Thursday, August 02, 2012

VSFTPD "refusing to run with writable root inside chroot" Work-around

Hey there, everyone! I've been very busy lately with a couple different projects, but I thought I'd take the time to share my latest challenge and how I worked around it. The other day, I updated my Ubuntu servers from 10.04 to 12.04. This update brings with it a new version of VSFTPD (Very Secure FTP Daemon) which boasts some security improvements. Unfortunately, one of these improvements is causing a lot of headaches for me and other server maintainers.

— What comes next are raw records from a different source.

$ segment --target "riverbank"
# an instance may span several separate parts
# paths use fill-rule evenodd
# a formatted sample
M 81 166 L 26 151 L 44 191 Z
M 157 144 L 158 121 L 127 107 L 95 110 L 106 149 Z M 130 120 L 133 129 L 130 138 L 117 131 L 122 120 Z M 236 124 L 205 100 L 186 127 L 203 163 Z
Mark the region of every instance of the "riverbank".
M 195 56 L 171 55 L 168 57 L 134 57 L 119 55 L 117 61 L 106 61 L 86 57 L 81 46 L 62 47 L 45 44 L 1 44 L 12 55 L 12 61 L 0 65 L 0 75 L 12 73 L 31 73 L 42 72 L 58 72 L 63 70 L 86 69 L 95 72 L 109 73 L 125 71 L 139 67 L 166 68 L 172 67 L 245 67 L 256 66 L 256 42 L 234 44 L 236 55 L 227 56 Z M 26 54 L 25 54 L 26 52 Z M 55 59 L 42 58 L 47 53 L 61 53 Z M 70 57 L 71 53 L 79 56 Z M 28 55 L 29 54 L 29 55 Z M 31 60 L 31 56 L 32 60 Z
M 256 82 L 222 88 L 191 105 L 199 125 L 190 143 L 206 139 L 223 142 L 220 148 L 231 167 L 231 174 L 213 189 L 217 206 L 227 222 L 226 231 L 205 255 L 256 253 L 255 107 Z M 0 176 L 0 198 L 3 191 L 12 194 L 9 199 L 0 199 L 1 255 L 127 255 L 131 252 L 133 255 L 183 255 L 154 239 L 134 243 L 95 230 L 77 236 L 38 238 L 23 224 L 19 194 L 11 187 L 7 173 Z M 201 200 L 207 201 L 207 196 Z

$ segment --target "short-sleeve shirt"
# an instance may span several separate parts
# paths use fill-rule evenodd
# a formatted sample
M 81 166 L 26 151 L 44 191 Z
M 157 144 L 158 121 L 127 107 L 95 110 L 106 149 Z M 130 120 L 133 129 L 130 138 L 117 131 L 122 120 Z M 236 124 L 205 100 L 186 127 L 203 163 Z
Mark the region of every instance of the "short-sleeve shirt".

VSFTPD has buffed up security pertaining to chroot'ed users. The (brief) reasoning behind it is that users jailed to directories they have write access on may alter scripts in such a way that would allow them to "break out of" the jail. While I acknowledge this as something to take into consideration, I feel the compromise between security and usability currently being forced onto us is unacceptable. Many configurations that worked perfectly fine before the update now throw an error when a chroot'ed user logs in:

500 OOPS: vsftpd: refusing to run with writable root inside chroot ()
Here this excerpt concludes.